La libertad de expresión es más importante que cualquier otro derecho.
Los funcionarios públicos no deben obstaculizar el trabajo del periodismo
"El periodismo es la primera versión de la historia", suele decir el veterano Bill Kovach, exeditor de The New York Times. Ciertamente, es una de las tantas definiciones que refieren al trabajo de la prensa, de las tantas que pululan por ahí. Es una frase que da importancia a la labor del periodismo, porque es el que pone el foco en la cosa pública, aquello que es de interés general. Un oficio que se dedica a controlar a aquellos que administran lo que es de todos.
Es incómodo para el poderoso que se ponga la luz sobre su desempeño. Porque es sabido que el control, cualquiera que fuere, es inversamente proporcional a su eventual discrecionalidad. Pero jamás debe obstaculizar el trabajo del periodista, que solo hace su labor.
El poderoso hace notar su inquietud de diversas maneras: desde el mero llamado telefónico al medio de comunicación -o al periodista- hasta la presión más brutal, pasando por la "judicialización" de la queja. Esto es, el inicio de demandas penales y/o civiles contra aquellos que ponen el foco sobre su desempeño.
Respecto de las primeras, el funcionario suele querellar a los medios y periodistas por "calumnias" e "injurias". En lo concerniente al fuero civil, los juicios suelen ser por "daños" y "perjuicios" y/o delitos similares o concomitantes, como el "lucro cesante".
Frente a las demandas contra la prensa, la justicia ha evolucionado de manera favorable a lo largo de las últimas décadas, entendiendo que los funcionarios públicos deben tolerar la crítica periodística, por más excesiva que sea.
Esto no siempre ha sido así: hasta fines de los años 80, los cronistas eran condenados por cuestiones muchas veces triviales. Incluso por delitos que eran absurdos, como el "desacato", que era punitivo contra aquellos que osaban criticar a un funcionario público.
Por suerte, en 1993 fue derogado, merced a una negociación entre Carlos Menem y la Comisión Interamericana de Derechos Humanos (CIDH), luego de que el Estado argentino perdiera una demanda que involucraba al periodista Horacio Verbitsky.
Un año más tarde, en 1994, en el marco de la reforma de la Constitución Nacional, se impulsó la introducción del tercer párrafo del artículo 43, que protege el secreto de las fuentes de información.

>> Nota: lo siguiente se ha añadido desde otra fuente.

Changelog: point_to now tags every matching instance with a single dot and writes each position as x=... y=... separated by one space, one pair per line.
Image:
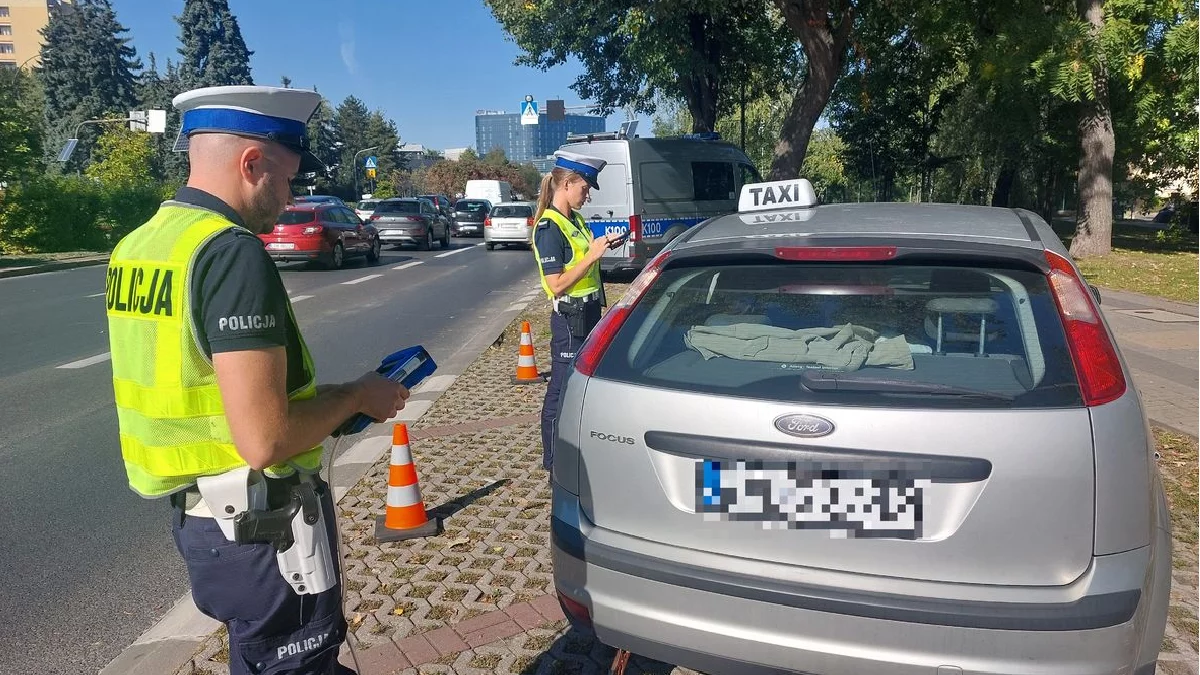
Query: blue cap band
x=289 y=132
x=580 y=168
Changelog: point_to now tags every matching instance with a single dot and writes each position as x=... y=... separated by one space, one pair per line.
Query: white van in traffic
x=659 y=187
x=495 y=191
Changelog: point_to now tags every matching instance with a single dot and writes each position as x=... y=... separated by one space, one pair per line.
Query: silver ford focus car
x=851 y=438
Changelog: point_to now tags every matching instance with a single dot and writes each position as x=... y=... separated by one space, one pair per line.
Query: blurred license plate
x=787 y=496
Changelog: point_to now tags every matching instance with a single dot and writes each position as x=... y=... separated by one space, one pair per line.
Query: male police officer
x=211 y=375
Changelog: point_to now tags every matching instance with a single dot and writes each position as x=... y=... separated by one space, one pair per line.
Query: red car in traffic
x=321 y=232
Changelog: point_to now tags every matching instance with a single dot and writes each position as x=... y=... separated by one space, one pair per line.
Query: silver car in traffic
x=847 y=438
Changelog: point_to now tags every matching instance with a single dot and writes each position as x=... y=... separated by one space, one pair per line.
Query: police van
x=658 y=187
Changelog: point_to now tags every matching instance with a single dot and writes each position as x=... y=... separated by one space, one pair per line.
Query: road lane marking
x=87 y=362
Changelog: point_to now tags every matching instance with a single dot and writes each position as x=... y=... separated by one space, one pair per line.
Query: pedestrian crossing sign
x=528 y=112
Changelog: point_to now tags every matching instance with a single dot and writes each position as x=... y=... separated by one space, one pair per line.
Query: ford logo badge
x=804 y=425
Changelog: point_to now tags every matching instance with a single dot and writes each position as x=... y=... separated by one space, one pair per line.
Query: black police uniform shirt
x=238 y=298
x=553 y=250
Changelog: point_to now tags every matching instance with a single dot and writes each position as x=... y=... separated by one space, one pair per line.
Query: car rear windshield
x=863 y=335
x=513 y=211
x=471 y=207
x=295 y=217
x=397 y=208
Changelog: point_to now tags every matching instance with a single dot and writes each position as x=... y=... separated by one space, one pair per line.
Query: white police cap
x=271 y=113
x=588 y=167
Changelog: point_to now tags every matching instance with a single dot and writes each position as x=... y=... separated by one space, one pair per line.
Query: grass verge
x=28 y=260
x=1144 y=260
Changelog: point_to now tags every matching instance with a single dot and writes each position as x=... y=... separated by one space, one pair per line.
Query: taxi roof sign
x=777 y=195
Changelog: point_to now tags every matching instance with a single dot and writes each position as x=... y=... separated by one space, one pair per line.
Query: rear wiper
x=828 y=381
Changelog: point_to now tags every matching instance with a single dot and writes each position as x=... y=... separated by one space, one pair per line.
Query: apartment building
x=21 y=30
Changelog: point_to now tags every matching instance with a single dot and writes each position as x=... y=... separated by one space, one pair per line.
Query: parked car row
x=321 y=232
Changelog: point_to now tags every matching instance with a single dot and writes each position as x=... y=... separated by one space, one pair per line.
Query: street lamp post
x=355 y=162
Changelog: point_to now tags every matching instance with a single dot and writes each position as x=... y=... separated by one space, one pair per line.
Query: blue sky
x=429 y=65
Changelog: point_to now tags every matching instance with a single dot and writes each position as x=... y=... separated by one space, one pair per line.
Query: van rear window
x=513 y=211
x=870 y=335
x=688 y=181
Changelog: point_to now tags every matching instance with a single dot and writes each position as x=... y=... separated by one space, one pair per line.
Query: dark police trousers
x=271 y=629
x=563 y=347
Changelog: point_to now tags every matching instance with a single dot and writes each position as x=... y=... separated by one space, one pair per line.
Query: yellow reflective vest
x=168 y=406
x=579 y=237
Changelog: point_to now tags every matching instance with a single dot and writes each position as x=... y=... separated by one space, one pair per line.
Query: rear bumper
x=493 y=236
x=303 y=251
x=406 y=237
x=719 y=621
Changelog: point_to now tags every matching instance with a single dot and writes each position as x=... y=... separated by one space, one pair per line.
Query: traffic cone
x=527 y=368
x=405 y=515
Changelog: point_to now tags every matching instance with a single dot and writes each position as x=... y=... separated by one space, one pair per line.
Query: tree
x=124 y=157
x=214 y=52
x=88 y=75
x=637 y=52
x=21 y=126
x=357 y=129
x=1098 y=55
x=823 y=29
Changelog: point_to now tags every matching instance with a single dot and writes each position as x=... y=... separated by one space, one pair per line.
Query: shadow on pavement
x=461 y=502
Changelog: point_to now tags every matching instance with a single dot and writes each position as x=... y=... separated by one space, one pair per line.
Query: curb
x=52 y=267
x=171 y=643
x=1155 y=302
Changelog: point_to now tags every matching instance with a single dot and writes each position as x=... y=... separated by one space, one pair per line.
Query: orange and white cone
x=405 y=515
x=527 y=368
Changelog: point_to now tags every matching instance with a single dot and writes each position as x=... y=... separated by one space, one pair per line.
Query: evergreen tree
x=21 y=125
x=214 y=52
x=88 y=75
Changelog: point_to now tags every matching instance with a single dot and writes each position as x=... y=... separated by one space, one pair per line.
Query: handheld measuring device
x=408 y=366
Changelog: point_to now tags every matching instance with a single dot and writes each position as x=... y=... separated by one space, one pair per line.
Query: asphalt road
x=88 y=566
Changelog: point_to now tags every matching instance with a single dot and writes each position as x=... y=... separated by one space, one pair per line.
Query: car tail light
x=598 y=341
x=575 y=609
x=835 y=254
x=1101 y=378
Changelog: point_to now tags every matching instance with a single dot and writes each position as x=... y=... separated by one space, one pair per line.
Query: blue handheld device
x=408 y=366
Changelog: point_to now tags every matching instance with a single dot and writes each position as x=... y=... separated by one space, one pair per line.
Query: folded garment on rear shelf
x=843 y=347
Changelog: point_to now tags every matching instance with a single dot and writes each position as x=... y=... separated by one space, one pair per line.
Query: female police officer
x=569 y=262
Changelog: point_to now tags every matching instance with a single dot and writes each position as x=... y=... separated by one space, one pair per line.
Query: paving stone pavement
x=477 y=598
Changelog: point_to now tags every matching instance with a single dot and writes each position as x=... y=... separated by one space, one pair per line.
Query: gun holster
x=297 y=530
x=581 y=315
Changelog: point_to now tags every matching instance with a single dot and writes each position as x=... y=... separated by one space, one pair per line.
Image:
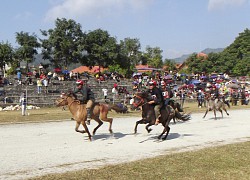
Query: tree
x=6 y=54
x=64 y=44
x=101 y=48
x=28 y=47
x=170 y=64
x=129 y=55
x=154 y=57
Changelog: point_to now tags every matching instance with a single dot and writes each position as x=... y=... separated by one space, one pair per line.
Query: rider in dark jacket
x=88 y=97
x=158 y=100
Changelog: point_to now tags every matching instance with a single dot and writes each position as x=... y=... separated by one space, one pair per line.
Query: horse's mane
x=143 y=94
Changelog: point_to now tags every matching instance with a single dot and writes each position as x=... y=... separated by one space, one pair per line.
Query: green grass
x=223 y=162
x=57 y=114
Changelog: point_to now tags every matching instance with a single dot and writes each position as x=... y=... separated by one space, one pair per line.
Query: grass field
x=224 y=162
x=57 y=114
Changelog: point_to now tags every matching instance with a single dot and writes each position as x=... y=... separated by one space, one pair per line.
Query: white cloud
x=98 y=8
x=221 y=4
x=23 y=15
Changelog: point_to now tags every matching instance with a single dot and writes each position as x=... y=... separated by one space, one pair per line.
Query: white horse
x=215 y=105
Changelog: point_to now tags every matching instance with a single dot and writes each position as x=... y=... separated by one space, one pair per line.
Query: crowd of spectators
x=197 y=86
x=182 y=86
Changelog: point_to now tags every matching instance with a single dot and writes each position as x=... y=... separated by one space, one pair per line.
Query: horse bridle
x=65 y=99
x=141 y=102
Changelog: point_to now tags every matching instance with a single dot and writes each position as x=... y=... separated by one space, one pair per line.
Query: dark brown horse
x=99 y=113
x=148 y=115
x=215 y=105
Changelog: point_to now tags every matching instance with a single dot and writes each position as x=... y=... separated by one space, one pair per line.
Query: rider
x=215 y=93
x=158 y=100
x=165 y=93
x=88 y=97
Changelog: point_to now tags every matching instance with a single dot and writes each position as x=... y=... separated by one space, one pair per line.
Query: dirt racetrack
x=35 y=149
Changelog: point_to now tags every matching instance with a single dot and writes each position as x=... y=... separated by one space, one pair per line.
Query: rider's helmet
x=79 y=82
x=152 y=83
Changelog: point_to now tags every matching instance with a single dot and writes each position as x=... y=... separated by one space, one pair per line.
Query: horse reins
x=140 y=102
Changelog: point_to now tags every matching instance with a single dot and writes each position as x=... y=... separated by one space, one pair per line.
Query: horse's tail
x=227 y=103
x=183 y=117
x=117 y=109
x=179 y=108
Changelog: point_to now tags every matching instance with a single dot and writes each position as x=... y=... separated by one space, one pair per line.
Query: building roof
x=92 y=70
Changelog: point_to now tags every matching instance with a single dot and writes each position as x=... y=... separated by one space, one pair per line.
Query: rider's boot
x=157 y=121
x=88 y=116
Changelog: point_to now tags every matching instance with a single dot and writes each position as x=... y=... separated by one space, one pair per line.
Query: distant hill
x=206 y=51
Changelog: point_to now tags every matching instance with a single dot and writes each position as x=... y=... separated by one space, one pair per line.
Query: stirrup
x=157 y=121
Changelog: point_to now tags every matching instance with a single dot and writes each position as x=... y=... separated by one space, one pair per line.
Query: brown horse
x=215 y=105
x=79 y=112
x=148 y=115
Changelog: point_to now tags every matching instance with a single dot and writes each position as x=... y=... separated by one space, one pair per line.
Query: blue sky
x=176 y=26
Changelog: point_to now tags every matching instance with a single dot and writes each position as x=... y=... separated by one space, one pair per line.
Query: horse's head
x=64 y=99
x=140 y=98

Antes, en julio del año 1990, se inauguró en la Argentina la figura de la real malicia a través del fallo "Vago c/ Ediciones La Urraca S.A.". Se trata de una doctrina que invierte la "carga de la prueba". Es decir, quien acusa debe demostrar que el periodista tuvo mala fe a la hora de dar una información que finalmente se demuestre equivocada.
La real malicia se inauguró en Estados Unidos en 1964, en el marco de un fallo que benefició al diario New York Times, que había sido demandado por un funcionario público apellidado Sullivan.
Entonces, la Corte Suprema norteamericana emitió un fallo que cambió para siempre la manera en que los jueces tratan los expedientes que confrontan a los funcionarios públicos y la prensa.
En un fallo totalmente novedoso, ese cuerpo dispuso que la protección que la Constitución ofrece a la libertad de expresión no depende de la verdad, popularidad o utilidad social de las ideas y creencias manifestadas.
Más aún, la Corte admitió que un cierto grado de abuso es inseparable del uso adecuado de esa libertad, a partir de la cual el gobierno y los tribunales deben permitir que se desarrolle un debate "desinhibido, robusto y abierto", lo que puede incluir expresiones cáusticas, vehementes y a veces ataques severos desagradables hacia el gobierno y los funcionarios públicos.
Para el cuerpo supremo, los enunciados erróneos son inevitables en un debate libre, y deben ser protegidos para dejar a la libertad de expresión aire para que pueda respirar y sobrevivir.
Para Miguel Carbonell, docente en Derecho Constitucional y Derechos Humanos, la Corte de EEUU deja en claro que "las normas deben impedir que un funcionario público pueda demandar a un medio de comunicación o a un particular por daños causados por una difamación falsa relativa a su comportamiento oficial, a menos que se pruebe con claridad convincente que la expresión se hizo con malicia real, es decir, con conocimiento de que era falsa o con indiferente desconsideración de si era o no falaz".
Como puede verse, el paso del tiempo ha ayudado a ir madurando las relaciones entre la justicia y el periodismo. Es lógico: la importancia del trabajo de la prensa no puede estar atada a los humores o caprichos de los funcionarios públicos.
Es un debate que se da, no solo en la Argentina, sino en todo el mundo, con diferentes grados de evolución, de acuerdo al lugar donde se da tal discusión.
¿Qué es más importante, la libertad de prensa o el honor de alguien que ocupa un cargo público? Es una de las preguntas que aparecen allí, con interesantes matices. Una pulseada en la que la justicia suele terminar terciando casi siempre en favor de los periodistas.
Sencillamente, porque los jueces entienden que el valor más supremo es el de estar informados, incluso por sobre el "honor" del funcionario público.
En dicho marco, uno de los litigios más controvertidos fue el que debió enfrentar Jorge Fontevecchia, CEO de editorial Perfil, a mediados de los años 90. Fue después de publicar una nota periodística en la que revelaba que Carlos Menem tenía un hijo no reconocido.
Todas las instancias judiciales argentinas condenaron a revista Noticias -donde se publicó la versión- por lesionar el honor del entonces presidente de la Nación.
Sin embargo, en diciembre de 2010, la CIDH terció a favor de Fontevecchia y condenó al Estado argentino, por violar el derecho a la libertad de expresión protegido en el artículo 13 de la Convención Americana sobre Derechos Humanos. Un dato no menor: la Constitución argentina incorpora ese documento como parte de su normativa.
Mucho más podría decirse, pero no hace falta, el mensaje que queda flotando es más que claro. Refiere a aquella vieja frase de quien fue el tercer presidente de EEUU, Thomas Jefferson: "Si yo tuviera que decidir entre un gobierno sin prensa y una prensa sin gobierno, no vacilaría un instante en preferir lo segundo".
Esas palabras se pronunciaron hace más de 200 años y están más vigentes que nunca.